Creio em um futuro que nós não precisaremos fazer mais estes pedidos a sociedade que se julga normal por não ter nenhum tipo de deficiência, pois todas as pessoas saberão que nós, apesar de termos algum tipo de deficiência, não é para sermos excluidos da sociedade.
Espero que o processo de inclusão social continue avançando cada vez mais para que possamos sermos pessoas ativas na sociedade.
lamentável
Isso é lamentável, mas cabe a nós quando sentirmos que nossos direitos foram violados lutarmos por eles, porque se nós não reclamarmos não corrermos atrás, nada irá mudar, como diz o própri nome direito é direito, e deve ser cumprido.
transporte coletivo.
Boa tarde meu comentario é sobre o transporte coletivo de minha cidade sjcampos sp, pois aqui tem 2 empresas julio simoes e expresso maringa que os ônibus são 100% adaptados e isto é muito bom, mas tem um porém as rampas de acesso ao ônibus a maioria dos motoristas alegam que as empresas os instruiram que é pra ser utilizada só por cadeirantes, eu não sou cadeirante, mas tenho a mobilidade reduzida e não consigo subir escadas, e ja passei por varios constrangimentos, por querer exercer meu direito de ir e vir. O que devo fazer em relação a isto, pois ja reclamei nas empresas e nada foi feito o problema continua.

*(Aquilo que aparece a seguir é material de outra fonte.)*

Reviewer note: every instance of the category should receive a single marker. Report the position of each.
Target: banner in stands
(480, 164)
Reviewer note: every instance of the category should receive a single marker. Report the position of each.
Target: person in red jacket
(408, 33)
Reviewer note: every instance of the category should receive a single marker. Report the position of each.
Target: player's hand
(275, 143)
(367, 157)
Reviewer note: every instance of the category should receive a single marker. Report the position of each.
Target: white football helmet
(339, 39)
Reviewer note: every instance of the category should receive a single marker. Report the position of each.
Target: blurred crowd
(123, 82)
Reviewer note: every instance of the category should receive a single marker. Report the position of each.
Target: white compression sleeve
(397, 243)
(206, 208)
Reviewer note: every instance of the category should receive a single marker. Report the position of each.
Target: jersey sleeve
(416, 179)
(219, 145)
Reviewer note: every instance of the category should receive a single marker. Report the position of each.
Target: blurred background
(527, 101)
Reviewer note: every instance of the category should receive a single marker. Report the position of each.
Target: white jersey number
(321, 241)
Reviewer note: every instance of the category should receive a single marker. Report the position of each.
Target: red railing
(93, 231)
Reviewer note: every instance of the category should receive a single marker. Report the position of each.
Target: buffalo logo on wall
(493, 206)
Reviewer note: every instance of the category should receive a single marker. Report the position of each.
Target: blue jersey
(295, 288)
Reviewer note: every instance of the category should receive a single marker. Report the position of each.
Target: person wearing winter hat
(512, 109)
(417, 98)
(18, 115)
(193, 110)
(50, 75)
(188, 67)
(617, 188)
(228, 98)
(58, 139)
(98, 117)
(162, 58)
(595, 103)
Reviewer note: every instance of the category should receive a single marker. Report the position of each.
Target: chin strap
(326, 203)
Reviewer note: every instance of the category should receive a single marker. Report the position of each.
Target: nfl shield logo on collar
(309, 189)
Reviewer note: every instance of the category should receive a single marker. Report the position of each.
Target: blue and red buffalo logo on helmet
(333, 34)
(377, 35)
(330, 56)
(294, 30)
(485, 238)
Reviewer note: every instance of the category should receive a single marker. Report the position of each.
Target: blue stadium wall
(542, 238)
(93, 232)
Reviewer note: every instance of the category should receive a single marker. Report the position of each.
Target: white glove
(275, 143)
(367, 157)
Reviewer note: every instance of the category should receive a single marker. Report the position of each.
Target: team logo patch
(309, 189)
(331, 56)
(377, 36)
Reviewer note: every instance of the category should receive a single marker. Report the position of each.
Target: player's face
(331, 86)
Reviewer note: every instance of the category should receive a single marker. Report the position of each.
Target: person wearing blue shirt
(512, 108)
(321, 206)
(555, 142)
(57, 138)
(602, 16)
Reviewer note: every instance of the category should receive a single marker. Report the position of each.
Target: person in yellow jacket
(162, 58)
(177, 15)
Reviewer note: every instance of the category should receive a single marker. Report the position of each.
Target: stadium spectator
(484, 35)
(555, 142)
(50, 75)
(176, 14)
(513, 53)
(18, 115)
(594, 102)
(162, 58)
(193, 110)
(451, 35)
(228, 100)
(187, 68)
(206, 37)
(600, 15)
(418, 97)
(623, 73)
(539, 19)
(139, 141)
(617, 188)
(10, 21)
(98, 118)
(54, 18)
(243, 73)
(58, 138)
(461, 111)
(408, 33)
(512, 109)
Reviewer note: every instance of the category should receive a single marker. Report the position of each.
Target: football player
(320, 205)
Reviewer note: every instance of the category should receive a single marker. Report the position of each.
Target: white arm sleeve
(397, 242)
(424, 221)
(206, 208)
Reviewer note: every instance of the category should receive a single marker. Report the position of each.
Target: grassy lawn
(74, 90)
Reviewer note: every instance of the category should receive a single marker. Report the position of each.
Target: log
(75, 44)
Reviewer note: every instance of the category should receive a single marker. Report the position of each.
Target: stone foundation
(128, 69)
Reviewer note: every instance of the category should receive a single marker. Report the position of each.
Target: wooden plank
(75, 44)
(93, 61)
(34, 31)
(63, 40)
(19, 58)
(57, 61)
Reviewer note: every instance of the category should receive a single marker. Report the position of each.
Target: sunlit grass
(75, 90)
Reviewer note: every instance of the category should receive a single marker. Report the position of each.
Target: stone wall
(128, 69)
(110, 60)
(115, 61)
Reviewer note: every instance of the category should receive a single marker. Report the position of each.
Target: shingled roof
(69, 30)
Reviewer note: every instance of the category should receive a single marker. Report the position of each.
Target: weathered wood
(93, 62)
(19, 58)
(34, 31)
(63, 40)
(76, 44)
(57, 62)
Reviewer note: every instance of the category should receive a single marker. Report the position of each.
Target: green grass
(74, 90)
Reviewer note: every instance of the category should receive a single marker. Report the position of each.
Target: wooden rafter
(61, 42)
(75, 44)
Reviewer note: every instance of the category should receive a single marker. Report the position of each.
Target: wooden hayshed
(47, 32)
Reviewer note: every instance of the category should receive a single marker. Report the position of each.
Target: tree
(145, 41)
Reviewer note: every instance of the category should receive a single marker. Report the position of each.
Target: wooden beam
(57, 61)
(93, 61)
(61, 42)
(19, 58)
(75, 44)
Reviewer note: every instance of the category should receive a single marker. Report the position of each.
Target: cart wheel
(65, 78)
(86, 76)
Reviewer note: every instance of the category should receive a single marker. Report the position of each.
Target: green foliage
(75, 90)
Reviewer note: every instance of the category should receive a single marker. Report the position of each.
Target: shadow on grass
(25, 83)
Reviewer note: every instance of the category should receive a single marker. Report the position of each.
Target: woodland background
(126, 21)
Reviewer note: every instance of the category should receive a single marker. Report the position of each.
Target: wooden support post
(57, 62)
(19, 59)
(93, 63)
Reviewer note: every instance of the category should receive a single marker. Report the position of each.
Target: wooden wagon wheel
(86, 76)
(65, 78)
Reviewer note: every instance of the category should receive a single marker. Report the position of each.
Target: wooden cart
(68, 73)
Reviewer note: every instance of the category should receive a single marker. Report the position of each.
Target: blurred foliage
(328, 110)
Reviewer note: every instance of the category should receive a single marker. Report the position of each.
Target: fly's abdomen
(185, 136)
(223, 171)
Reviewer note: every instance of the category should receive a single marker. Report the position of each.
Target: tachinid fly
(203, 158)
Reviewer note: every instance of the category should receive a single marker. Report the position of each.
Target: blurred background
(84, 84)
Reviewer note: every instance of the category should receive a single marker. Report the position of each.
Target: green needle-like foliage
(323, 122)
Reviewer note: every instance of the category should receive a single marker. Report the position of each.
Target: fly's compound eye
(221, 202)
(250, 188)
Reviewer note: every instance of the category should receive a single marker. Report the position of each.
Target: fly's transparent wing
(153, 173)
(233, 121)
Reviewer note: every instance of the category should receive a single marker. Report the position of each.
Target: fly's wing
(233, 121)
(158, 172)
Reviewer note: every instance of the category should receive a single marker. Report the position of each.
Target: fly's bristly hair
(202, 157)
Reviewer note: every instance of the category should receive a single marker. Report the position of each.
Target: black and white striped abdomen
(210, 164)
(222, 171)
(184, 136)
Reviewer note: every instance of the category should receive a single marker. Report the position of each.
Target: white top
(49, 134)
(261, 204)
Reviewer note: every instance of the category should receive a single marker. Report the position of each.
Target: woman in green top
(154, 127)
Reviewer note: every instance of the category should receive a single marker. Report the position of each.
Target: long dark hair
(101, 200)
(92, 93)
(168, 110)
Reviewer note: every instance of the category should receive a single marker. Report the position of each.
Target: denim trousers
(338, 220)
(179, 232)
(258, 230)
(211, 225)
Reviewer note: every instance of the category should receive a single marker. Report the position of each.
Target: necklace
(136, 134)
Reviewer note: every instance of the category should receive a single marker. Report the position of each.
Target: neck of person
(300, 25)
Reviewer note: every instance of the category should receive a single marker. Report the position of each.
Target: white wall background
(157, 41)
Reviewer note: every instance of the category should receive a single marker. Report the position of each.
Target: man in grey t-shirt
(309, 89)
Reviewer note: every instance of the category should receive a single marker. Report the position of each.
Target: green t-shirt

Desconhecimento da legislação
Cristiana M. C. Creio que um dos principais problemas seja o desconhecimento da legislação existente, o que dificulta muito a nossa luta. Você já parou para ler as leis existentes, da mesma forma que pára a fim de ler um livro? Se a resposta for negativa, mude. Em 2007, vá à luta munido(a) de conhecimentos.